Electrophilic Aromatic Substitution - Sulfonation

Sulfur trioxide, the electrophile in sulfonation of benzene, is present in small amounts in normal sulfuric acid and sulfonation of benzene will occur with sulfuric acid. Frequently, though, a solution of sulfur trioxide and sulfuric acid is used (called oleum or fuming sulfuric acid). Electrophilic aromatic substitution begins with the addition of the electrophile into the aromatic pi system of the ring. A conjugated, carbocation intermediate is formed, a resonance combination of three forms, concentrating positive charge at three locations, the two ortho positions and one para. After this addition, a proton departs, completing the overall substitution with aromaticity restored.

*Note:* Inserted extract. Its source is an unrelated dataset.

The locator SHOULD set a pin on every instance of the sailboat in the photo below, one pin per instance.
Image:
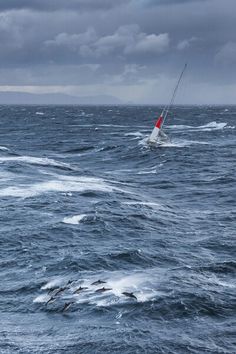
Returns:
(157, 136)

Consider the case where electrophilic aromatic substitution is attempted on an aromatic ring that already contains an original sulfonate substituent. If electrophilic aromatic substitution is attempted upon rings that already contain substituents, the location of the next substitution depends on the characteristics of the original substituent. Whether the new substitution occurs ortho, para or meta to the original substituent depends on whether the original substituent either stabilizes or destabilizes a concentration of positive charge upon its carbon at the carbocation intermediate stage. If the substituent already present is electron donating, it will stabilize the carbocation by donating negative charge. New substitutions will occur ortho or para to such electron donating substituents already present on the ring. Electron withdrawing substituents destabilize a carbocation, so the new substitution will most likely be meta. Sulfonate is such an electron withdrawing substituent. Containing only electronegative atoms, sulfonate is electron-withdrawing by induction. Furthermore, the sulfur atom has no lone electron pairs to donate into the ring in resonance. A sulfonate group, already present on the ring, is a ring deactivating, meta director for further electrophilic aromatic substitution.